HIPK2-mediated transcriptional control of NMDA receptor subunit expression regulates neuronal survival and cell death

NMDA ( N -methyl D -aspartate) receptors are critical for neuronal communication. Dysfunction in NMDA receptors has been implicated in neuropsychiatric diseases. While it is well-recognized that the composition of NMDA receptors undergoes a GluN2B-to-GluN2A switch in early postnatal life, the mechanism regulating this switch remains unclear. Using transcriptomic and functional analyses in brain tissues from male and female Hipk2 +/+ and Hipk2 -/- mice, we showed that the HIPK2-JNK-c-Jun pathway is important in suppressing the transcription of Grin2a and Grin2c , which encodes the GluN2A and GluN2C subunits of the NMDA receptors, respectively. Loss of HIPK2 leads to a significant decrease in JNK-c-Jun signaling, which in turn de-represses the transcription of Grin2a and Grin2c mRNA and up-regulates GluN2A and GluN2C protein levels. These changes result in a significant increase of GluN2A/GluN2B ratio in synapse and mitochondria, a persistent activation of the ERK-CREB pathway and the up-regulation of synaptic activity-regulated genes, which collectively contribute to the resistance of Hipk2 -/- neurons to cell death induced by mitochondrial toxins. SIGNIFICANCE STATEMENT We identify HIPK2-JNK-c-Jun signaling as a key mechanism that regulates the transcription of NMDA receptor subunits GluN2A and GluN2C in vivo.

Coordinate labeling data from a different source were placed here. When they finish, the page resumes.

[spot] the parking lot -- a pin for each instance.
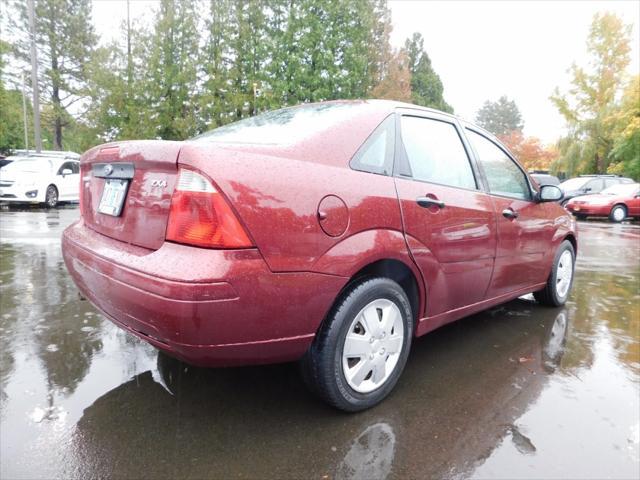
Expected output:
(517, 391)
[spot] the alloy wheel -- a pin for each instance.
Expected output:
(564, 273)
(373, 345)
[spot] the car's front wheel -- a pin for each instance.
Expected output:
(361, 350)
(560, 280)
(618, 213)
(51, 196)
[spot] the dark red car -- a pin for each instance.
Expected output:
(329, 233)
(617, 203)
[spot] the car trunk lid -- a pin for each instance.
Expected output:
(144, 174)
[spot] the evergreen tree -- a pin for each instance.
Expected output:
(501, 117)
(65, 39)
(171, 84)
(426, 86)
(216, 61)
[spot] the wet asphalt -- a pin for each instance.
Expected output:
(520, 391)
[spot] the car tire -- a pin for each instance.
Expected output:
(558, 287)
(618, 213)
(378, 310)
(51, 196)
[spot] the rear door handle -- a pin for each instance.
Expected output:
(509, 213)
(427, 202)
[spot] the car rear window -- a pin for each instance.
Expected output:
(622, 189)
(284, 126)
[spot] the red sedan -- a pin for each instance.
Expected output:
(617, 203)
(329, 233)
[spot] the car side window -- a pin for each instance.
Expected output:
(376, 153)
(503, 175)
(64, 166)
(435, 152)
(594, 186)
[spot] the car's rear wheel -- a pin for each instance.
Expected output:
(361, 350)
(556, 291)
(618, 213)
(51, 196)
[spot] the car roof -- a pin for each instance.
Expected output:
(47, 153)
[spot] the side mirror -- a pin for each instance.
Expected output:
(550, 193)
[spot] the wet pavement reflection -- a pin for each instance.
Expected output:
(520, 391)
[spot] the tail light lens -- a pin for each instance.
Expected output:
(200, 215)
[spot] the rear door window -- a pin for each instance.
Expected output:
(435, 152)
(376, 154)
(594, 186)
(503, 175)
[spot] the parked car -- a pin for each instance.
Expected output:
(315, 233)
(589, 184)
(617, 203)
(40, 179)
(545, 179)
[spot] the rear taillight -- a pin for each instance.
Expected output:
(201, 216)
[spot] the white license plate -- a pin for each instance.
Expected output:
(113, 195)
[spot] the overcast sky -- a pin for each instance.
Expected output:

Our results provide insights into a previously unrecognized molecular mechanism that control the switch of NMDA receptor subunits in early postnatal brain development. Furthermore, we provide evidence that changes in the ratio of NMDA subunits GluN2A/GluN2B can also be detected in the synapse and mitochondria, which contributes to a persistent activation of the pro-survival ERK-CREB pathway and its downstream target genes. Collectively, these changes protect HIPK2 deficient neurons from mitochondrial toxins.